En ese instante, apareció el ex monaguillo
al volante de una destartalada camioneta azul, tipo pánel. A los lados tenía,
en letras verdes rebordeadas de negro, una inscripción: Panadería “La
Miguaqueña”.
—Muchachos, les presento mi nueva
adquisición— informó orgullosamente Pedrarias a sus boquiabiertos compañeros de
grupo.
—
¿De dónde la sacaste, Pedrarias? — preguntó
Giancarlo.
—Se la acabo de comprar a Macario el
portugués por dos mil bolívares. Vengo de abonarle mil trescientos que tenía
ahorrados en la libreta y el resto se lo doy en dos guamazos de trescientos
cincuenta más adelante.
Pedrarias descendió de la camioneta y siguió
explicando.
—Tiene el motor recién hecho y camina como
una delicia. Los cauchos están virgos y los frenos ni se diga: potentes.
—
¿No pasa aceite? — preguntó Giancarlo
introduciendo su hirsuta cabeza para ver el interior.
—Negativo, hermanazo. ¿Y saben para qué la
compré?
—Dígalo, pues— interpeló el musiú desde adentro.
—Para transportar los equipos y los
amplificadores cuando vayamos a tocar en la vía. ¿Qué tal, mis hijos?
—Entonces le sale estreno hoy— puntualizó el
“Bolondrito”, viendo a Giancarlo aparecer y reaparecer dentro de la camioneta
con entusiasmo infantil—. ¿Y tú qué tanto haces ahí dentro, cabeza’e lión?
¡Pareces un cachicamo porque te encanta vivir encuevado!
—Bueno, ya.
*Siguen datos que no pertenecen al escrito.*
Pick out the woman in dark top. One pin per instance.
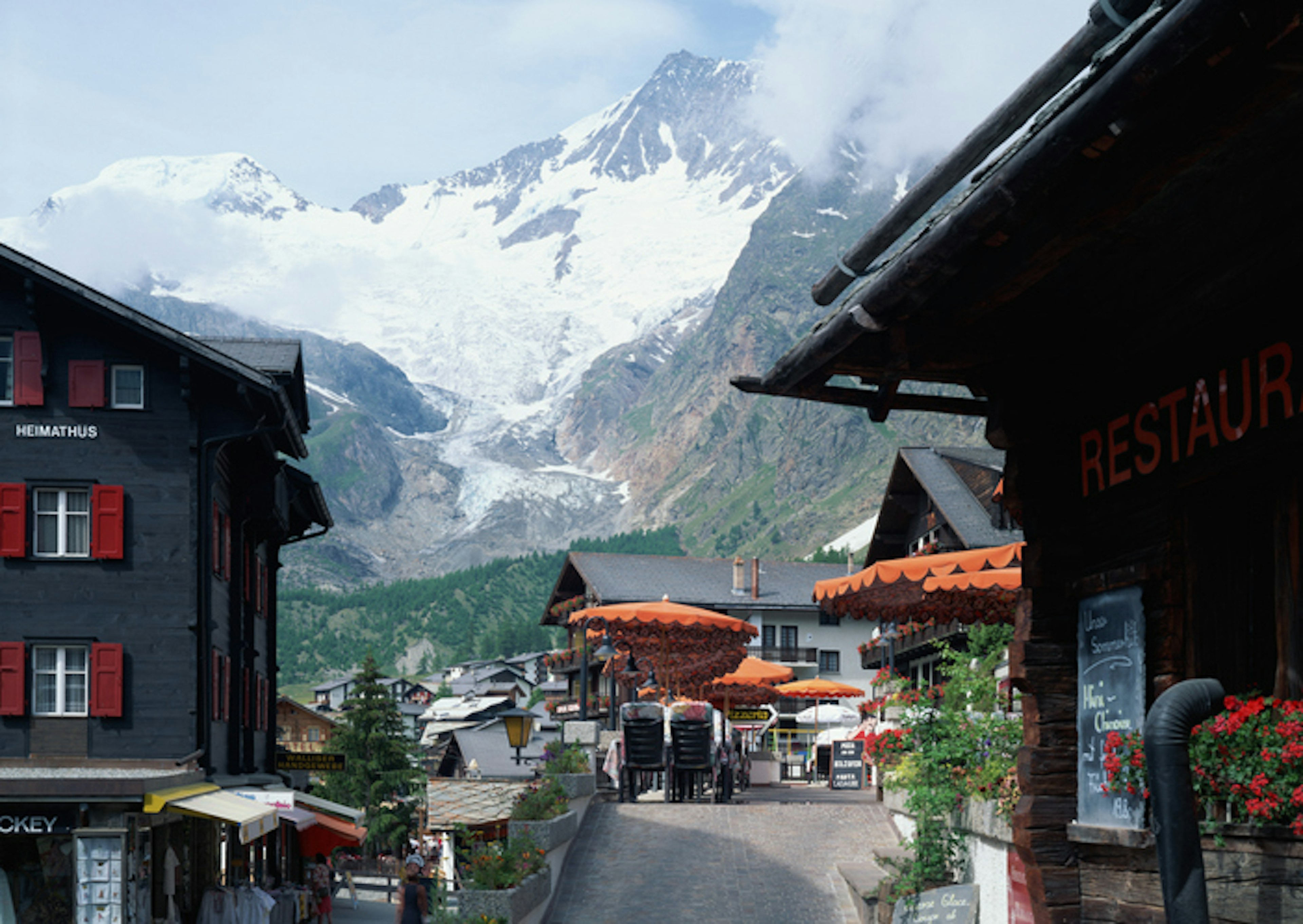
(411, 897)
Entremos de una vez— conminó Pedrarias
—. ¿Dónde está David?
Sojito respondió.
—Después del examen arrancó con el “Chino”.
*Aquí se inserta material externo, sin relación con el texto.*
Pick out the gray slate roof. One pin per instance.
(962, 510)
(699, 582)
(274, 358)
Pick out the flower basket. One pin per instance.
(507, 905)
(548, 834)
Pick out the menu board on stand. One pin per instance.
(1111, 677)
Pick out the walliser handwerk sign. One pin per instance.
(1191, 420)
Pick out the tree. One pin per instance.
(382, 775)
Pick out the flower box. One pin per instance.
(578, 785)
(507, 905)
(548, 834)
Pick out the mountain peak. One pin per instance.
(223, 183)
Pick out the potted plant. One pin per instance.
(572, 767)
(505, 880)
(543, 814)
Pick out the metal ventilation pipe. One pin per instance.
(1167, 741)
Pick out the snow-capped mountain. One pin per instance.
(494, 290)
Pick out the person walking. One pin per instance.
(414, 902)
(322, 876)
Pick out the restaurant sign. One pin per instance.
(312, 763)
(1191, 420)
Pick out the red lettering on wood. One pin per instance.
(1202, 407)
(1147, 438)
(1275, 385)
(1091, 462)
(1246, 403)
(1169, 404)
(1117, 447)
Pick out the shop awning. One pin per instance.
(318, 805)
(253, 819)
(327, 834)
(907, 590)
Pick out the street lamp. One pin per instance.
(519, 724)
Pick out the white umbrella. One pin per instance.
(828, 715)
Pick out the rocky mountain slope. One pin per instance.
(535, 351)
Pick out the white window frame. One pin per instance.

Al parecer tienen un cuadre para esta noche con Julia y Rosita. Me dijo que ya
venía para acá.
Giancarlo hurgó en una herida.
—Ay, “Bolondrito”, nos están latiendo en la
cueva.
Una vez adentro, Pedro Esteban y el musiú
pretendieron enseñarle el arreglo para bajo eléctrico de “La Carta” a Pedrarias
pero éste, cada vez que lo dejaban sin la referencia de una guitarra rítmica,
se volvía un lío.
—Qué va, mi caballo: mucha urna y poco muerto—
enjuició Pablito Awad.
Pedrarias, ya molesto por lo difícil que le
resultaba dominar la canción, terminó de ofuscarse.
—
¿Tú qué hablas, cantante perfumado? Si te
sacan de tu estilito amelcochado, con el que resuelves todas las piezas, te
vuelves sal y agua.
—Pero por lo menos ya pasé el nivel de
aprendiz.
—Eres un fraude. Pura pinta y cero
sustancia.
—
¿Y tú, que andas dando lástima para figurar
en el grupo?
Pedrarias se enfureció e intentó abalanzarse
sobre el “Bolondrito”, siendo contenido oportunamente por Giancarlo.
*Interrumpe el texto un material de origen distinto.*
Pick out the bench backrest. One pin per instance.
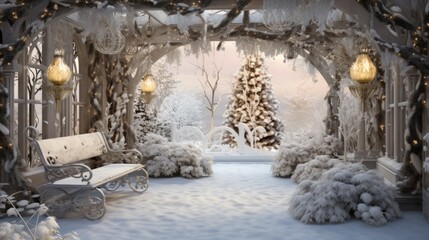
(71, 149)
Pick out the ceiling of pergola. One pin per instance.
(391, 22)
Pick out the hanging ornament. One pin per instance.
(274, 15)
(363, 69)
(108, 39)
(58, 72)
(148, 84)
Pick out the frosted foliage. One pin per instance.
(314, 169)
(343, 192)
(145, 122)
(166, 159)
(426, 162)
(290, 154)
(182, 108)
(248, 46)
(252, 102)
(198, 48)
(279, 14)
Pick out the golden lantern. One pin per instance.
(363, 69)
(148, 85)
(58, 72)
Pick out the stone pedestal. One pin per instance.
(368, 158)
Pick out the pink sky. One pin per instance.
(285, 80)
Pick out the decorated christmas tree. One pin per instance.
(252, 102)
(146, 121)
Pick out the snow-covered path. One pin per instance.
(240, 201)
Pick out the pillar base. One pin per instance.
(368, 158)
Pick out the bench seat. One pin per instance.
(101, 176)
—Quieto, flaco. Nada se soluciona con la
violencia.
Dominando su enojo, Pedrarias se apartó.
—Ya vengo— salió con paso raudo.
— ¿Para
dónde vas? — preguntó Sojito.
—Déjalo tranquilo— intercedió Giancarlo—,
eso se le pasa ahorita. Vamos a seguir ensayando.
Al poco rato llegaron David, el “Chino”
Rivera y un rapaz de larga cabellera lisa que le caía sobre los hombros cual
cacique apache.
—
¿Ese que salió, como alma que lleva el
diablo en una camioneta azul, no era Pedrarias? — inquirió el líder musical del
grupo.
Pedro Esteban asintió explicando, de
seguidas, el enojoso incidente que se acababa de producir.
—Oye, Sojito, ¿ahora te metiste también a
chismoso? — la vena provocativa del “Bolondrito” estaba en su punto cenital.
—No veo la razón— lo recriminó David— para
que te hayas portado así con Pedrarias.
—Es que es muy bruto y muy tapado.
—Tú no eres quién para recalcárselo. Además,
aquí no hay estrellas ni vedettes de
primera categoría para que vengan a indicarles a los otros qué es lo bueno y
qué es lo malo. Y si a ver vamos, el último que podría asumir esta actitud eres
tú, el menos imprescindible por estos lares.
Pablito Awad empalideció de la soberbia.
—Está bien, directorcito.
Con lo cual se marchó del galpón, dejando
tras de sí un embarazoso y pesado silencio, interrumpido por el “Chino” Rivera
para anunciar al recién llegado.
—Muchachos, les presento a Gonzalo Ayala.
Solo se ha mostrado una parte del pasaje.